- From: Boris Zbarsky <bzbarsky@mit.edu>
- Date: Thu, 29 Jan 2015 21:50:25 -0500
- To: Yehuda Katz <wycats@gmail.com>
- CC: Allen Wirfs-Brock <allen@wirfs-brock.com>, es-discuss <es-discuss@mozilla.org>, "public-script-coord@w3.org" <public-script-coord@w3.org>
OK, let's just cc public-script-coord here too. For those just joining in: the question is whether Web IDL prototype members should be enumerable given that TC39 just decided that inline-declared methods on classes are not enumerable in ES6. On 1/29/15 9:45 PM, Yehuda Katz wrote: > Right, but that's precisely your point about API predictability. We > shouldn't mix and match based on whether we can get away with it, or > nobody will have any idea what to expect. I think that depends on where we can manage to draw the boundary. For example, drawing the boundary at "APIs that go to CR after March 15, 2015" or some such is ridiculous because no web developer should need to care about that. On the other hand, drawing it at "Stuff on nodes is enumerable, stuff on everything else is not enumerable" is something I could at least live with (though there are complications here around EventTarget).
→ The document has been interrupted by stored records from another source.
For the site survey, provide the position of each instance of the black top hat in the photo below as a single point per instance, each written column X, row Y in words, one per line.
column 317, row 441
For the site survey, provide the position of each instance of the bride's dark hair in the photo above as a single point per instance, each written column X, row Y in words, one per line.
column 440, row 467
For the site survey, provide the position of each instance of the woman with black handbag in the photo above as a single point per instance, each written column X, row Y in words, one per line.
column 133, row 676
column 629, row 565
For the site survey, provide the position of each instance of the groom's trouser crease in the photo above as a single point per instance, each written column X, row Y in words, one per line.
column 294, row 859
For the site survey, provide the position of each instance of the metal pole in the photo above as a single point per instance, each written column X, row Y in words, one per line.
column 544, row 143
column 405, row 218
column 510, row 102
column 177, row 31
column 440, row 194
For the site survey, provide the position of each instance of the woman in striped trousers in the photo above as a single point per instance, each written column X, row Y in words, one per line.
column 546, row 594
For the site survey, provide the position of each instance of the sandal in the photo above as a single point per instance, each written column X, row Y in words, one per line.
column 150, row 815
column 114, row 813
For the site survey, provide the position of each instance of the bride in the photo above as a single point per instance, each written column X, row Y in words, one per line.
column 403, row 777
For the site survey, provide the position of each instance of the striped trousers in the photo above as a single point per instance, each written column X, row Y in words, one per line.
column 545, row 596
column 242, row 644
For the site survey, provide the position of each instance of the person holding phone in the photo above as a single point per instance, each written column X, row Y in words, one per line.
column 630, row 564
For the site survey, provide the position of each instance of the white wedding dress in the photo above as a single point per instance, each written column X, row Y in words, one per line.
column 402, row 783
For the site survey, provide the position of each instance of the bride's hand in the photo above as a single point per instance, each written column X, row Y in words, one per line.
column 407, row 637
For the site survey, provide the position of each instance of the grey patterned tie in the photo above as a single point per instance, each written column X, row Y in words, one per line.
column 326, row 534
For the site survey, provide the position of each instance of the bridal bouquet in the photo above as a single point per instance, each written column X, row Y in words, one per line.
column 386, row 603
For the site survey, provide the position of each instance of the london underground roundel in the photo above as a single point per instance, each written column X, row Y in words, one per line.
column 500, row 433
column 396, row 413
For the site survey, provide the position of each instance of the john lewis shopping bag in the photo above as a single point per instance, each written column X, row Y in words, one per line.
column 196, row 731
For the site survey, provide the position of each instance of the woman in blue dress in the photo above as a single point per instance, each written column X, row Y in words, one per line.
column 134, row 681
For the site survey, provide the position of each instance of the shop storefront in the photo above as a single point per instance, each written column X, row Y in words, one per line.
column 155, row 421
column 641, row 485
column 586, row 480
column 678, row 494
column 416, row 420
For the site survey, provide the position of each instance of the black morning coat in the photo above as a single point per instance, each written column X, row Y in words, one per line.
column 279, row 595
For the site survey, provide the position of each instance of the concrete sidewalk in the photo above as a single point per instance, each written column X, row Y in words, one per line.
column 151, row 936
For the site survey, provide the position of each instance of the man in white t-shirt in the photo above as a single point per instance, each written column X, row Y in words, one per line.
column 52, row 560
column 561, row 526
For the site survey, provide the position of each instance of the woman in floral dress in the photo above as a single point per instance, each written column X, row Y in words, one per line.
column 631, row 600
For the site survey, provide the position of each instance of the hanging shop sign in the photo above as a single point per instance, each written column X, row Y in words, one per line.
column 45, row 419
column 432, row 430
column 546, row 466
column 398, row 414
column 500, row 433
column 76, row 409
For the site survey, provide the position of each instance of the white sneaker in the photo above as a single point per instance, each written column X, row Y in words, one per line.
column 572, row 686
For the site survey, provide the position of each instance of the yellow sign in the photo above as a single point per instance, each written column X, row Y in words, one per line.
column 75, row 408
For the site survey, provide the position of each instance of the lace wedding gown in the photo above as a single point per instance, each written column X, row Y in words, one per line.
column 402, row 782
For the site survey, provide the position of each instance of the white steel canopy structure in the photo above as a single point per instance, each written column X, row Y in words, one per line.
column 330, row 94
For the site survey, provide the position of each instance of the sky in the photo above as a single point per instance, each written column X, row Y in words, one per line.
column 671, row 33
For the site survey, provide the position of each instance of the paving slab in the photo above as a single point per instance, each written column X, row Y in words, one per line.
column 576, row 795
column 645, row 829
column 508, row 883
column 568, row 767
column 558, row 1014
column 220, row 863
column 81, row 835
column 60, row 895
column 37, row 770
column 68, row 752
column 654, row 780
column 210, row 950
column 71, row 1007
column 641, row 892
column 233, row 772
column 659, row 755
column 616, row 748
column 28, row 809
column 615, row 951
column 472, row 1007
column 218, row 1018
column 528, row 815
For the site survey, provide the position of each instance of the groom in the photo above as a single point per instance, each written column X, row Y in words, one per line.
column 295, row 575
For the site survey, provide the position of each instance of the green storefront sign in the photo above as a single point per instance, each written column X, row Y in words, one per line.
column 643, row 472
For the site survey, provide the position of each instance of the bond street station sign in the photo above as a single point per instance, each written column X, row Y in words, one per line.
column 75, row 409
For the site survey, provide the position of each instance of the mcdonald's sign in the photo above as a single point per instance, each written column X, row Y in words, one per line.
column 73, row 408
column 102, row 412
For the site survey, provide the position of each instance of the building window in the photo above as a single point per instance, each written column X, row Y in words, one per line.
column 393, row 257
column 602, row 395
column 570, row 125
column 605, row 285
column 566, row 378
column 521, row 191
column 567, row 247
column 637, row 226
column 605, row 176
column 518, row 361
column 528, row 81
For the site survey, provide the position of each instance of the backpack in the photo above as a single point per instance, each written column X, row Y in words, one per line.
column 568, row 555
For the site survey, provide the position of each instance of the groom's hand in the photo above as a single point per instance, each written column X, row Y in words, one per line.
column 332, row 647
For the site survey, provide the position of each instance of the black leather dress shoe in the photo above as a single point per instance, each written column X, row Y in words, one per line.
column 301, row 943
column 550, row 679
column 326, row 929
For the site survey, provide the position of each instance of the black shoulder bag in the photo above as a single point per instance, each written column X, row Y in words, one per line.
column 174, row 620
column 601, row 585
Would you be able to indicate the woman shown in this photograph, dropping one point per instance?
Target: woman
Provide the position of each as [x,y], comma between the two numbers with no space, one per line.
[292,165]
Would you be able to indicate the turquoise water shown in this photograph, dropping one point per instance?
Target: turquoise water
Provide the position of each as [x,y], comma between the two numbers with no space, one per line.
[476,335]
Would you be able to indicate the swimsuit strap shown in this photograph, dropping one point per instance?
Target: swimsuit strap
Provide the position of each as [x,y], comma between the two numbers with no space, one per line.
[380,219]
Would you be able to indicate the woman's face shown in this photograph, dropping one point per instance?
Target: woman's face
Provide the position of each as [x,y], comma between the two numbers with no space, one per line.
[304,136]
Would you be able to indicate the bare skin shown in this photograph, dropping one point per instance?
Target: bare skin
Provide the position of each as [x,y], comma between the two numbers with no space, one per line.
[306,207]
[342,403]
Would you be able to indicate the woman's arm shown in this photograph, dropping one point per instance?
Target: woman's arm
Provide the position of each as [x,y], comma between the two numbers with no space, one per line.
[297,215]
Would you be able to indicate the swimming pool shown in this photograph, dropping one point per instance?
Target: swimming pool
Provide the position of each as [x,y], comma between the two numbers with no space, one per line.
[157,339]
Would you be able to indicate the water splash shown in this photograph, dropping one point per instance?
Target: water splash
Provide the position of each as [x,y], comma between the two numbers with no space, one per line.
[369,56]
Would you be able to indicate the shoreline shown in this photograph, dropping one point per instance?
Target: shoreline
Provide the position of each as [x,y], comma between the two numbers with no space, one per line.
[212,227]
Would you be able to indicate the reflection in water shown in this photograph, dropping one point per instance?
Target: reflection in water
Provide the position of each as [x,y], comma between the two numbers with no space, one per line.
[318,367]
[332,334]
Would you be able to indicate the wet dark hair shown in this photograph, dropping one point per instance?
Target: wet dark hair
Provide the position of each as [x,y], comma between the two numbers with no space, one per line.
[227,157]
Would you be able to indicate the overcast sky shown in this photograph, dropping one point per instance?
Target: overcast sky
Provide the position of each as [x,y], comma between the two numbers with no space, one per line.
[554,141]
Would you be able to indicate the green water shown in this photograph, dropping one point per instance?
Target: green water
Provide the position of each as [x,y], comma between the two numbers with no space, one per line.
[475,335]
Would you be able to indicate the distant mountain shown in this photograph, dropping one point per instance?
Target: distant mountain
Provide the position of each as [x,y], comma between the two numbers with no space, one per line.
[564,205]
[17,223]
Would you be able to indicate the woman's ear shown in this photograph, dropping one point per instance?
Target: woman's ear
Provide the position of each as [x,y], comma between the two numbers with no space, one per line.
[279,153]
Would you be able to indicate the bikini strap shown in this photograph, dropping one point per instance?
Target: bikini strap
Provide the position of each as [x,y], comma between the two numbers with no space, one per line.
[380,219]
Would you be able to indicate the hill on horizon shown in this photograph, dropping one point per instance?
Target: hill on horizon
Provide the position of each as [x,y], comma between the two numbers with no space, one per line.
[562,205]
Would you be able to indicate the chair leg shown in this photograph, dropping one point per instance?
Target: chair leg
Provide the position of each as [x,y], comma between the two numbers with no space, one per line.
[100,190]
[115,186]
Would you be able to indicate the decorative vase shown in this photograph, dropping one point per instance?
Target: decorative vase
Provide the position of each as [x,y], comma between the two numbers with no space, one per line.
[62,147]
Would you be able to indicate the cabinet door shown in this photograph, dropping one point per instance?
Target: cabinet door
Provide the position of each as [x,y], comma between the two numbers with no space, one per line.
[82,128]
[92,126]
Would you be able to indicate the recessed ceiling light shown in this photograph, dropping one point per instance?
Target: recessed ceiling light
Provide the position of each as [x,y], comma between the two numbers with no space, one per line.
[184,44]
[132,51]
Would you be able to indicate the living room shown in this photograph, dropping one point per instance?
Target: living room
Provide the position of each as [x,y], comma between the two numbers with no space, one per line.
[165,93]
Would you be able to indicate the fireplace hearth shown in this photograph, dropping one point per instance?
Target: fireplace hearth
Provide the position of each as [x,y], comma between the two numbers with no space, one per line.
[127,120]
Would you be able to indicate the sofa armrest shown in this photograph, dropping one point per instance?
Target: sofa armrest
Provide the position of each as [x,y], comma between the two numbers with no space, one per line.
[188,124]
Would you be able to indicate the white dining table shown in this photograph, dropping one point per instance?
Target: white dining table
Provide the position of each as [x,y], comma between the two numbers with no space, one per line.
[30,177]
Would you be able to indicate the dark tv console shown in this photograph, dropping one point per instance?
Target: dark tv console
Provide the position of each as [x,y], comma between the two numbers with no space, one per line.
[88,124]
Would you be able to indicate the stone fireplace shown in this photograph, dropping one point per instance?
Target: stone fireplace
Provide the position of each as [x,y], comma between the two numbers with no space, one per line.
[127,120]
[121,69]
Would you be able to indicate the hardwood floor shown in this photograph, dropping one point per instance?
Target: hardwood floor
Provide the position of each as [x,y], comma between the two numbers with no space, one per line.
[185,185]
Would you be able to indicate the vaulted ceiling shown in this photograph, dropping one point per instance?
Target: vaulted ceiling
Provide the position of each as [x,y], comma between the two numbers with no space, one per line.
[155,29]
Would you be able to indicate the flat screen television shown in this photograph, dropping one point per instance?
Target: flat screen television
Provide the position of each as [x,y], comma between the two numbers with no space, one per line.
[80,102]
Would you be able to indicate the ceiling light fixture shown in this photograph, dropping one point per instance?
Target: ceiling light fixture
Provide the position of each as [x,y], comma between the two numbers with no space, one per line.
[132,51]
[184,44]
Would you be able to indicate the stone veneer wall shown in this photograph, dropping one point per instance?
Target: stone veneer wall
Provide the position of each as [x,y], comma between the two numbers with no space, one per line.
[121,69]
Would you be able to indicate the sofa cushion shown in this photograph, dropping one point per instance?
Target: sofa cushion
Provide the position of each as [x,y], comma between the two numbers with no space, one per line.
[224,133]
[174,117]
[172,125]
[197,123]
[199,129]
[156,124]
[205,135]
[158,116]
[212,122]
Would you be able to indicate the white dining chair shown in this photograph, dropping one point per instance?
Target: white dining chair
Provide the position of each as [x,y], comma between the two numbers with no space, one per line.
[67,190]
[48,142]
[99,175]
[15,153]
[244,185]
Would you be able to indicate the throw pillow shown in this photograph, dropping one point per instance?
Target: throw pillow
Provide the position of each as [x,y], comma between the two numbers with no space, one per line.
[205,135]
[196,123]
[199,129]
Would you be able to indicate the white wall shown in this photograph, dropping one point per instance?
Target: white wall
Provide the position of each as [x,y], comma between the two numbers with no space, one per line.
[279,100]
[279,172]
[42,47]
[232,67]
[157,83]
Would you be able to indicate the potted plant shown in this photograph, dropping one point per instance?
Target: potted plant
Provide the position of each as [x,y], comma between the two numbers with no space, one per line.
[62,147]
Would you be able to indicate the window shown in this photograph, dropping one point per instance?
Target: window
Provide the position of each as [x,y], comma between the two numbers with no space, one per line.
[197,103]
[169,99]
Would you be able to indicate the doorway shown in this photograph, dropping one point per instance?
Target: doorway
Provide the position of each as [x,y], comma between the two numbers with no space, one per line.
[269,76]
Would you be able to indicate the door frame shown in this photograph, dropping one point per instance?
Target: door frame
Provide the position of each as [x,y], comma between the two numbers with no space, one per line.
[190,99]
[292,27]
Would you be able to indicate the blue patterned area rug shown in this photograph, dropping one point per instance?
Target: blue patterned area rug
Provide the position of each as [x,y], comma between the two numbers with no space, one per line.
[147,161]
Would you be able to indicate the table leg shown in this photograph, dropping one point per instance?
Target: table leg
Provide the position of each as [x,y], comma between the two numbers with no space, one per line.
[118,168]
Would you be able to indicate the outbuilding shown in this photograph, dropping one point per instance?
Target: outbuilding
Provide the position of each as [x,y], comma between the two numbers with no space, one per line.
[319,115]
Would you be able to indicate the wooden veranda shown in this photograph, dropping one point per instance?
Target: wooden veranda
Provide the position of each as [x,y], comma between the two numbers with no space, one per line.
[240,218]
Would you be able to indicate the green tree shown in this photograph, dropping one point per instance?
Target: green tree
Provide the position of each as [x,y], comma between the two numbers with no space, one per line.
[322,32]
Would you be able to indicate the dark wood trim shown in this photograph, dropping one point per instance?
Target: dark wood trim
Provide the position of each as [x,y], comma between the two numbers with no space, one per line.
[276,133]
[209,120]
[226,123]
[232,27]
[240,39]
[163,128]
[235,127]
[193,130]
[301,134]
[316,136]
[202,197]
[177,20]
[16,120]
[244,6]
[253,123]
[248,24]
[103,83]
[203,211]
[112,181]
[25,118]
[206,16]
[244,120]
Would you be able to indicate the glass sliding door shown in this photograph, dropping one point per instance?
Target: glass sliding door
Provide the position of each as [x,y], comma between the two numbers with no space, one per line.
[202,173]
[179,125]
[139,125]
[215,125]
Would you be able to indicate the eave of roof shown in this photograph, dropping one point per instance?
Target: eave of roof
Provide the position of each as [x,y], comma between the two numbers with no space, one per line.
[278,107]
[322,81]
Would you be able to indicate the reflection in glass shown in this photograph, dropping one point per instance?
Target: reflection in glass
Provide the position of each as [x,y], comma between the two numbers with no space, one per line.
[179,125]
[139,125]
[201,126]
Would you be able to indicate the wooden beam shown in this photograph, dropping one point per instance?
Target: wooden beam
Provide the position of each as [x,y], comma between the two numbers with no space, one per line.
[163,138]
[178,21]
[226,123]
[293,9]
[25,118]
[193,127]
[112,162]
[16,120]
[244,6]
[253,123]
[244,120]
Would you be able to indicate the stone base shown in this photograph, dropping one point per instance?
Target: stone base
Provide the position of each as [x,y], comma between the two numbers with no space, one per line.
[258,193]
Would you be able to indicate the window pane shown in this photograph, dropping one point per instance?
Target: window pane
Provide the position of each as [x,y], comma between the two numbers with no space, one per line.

The more complicated the description of what is and isn't enumerable, the worse it is, of course; an actual list of just "whatever we managed to get away with" is no good as you say. -Boris P.S. In case I hadn't mentioned it before, there are already UA inconsistencies in what's enumerable right now; e.g. in some UAs toString on various DOM things with stringifiers is not enumerable.